From the middle to the end of the recording, the music gets away from the guitar sound and more into the soundscapes territory, using piano, synths, and samplers. While the mood here is somber, the music on Mohave is not Steve Roach desert-like ambient. The use of piano and flute and how the synths are used sees to that. There is even a semi-minimalist piece here (’Hoodoos’). Plus, the tribal elements are firmly rooted in Native American rhythms, as opposed to the aboriginal beats of Roach. Finally, you have that Buffett-like fullness of sound (I kept thinking of Buffett's ‘Lost Frontier’ as i listened to ‘Mohave’).

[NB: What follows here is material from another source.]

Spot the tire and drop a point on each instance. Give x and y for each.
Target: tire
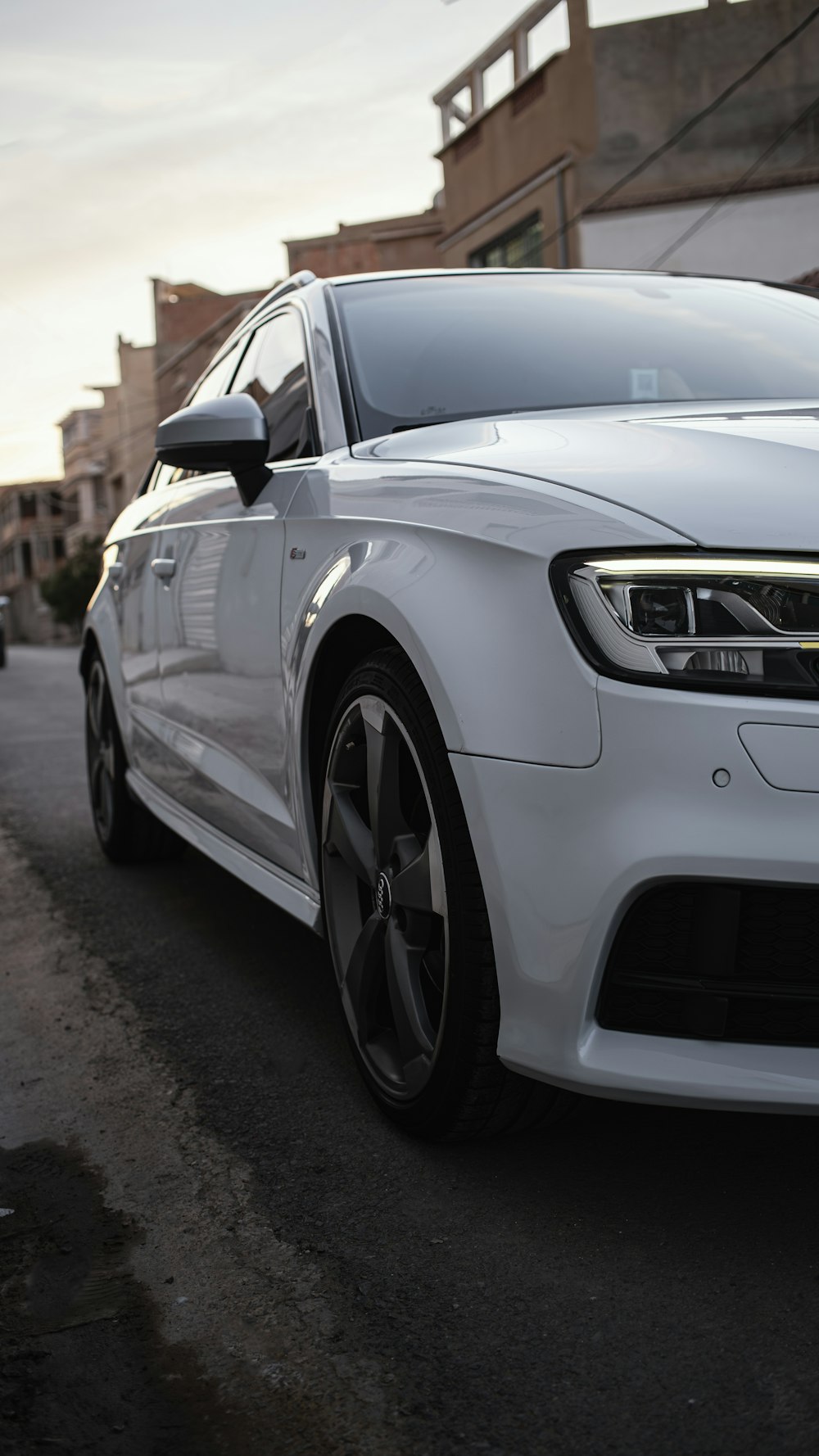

Mohave offers the discerning listener a rich and complex musical experience. This recording marks a drastic change in direction for Spotted Peccary (one that I expect will be intensified with next month's release of the joint-label collaboration between Peccary Deborah Martin and Sequoia Records' Steve Gordon). Mohave is a recording that pays you back if you invest your time and patience. It's possibly Spotted Peccary's least accessible release - but from an adventurous listening standpoint, it may be its most rewarding. Certainly, it's the most ambitious thing to come from the small label in Southern California.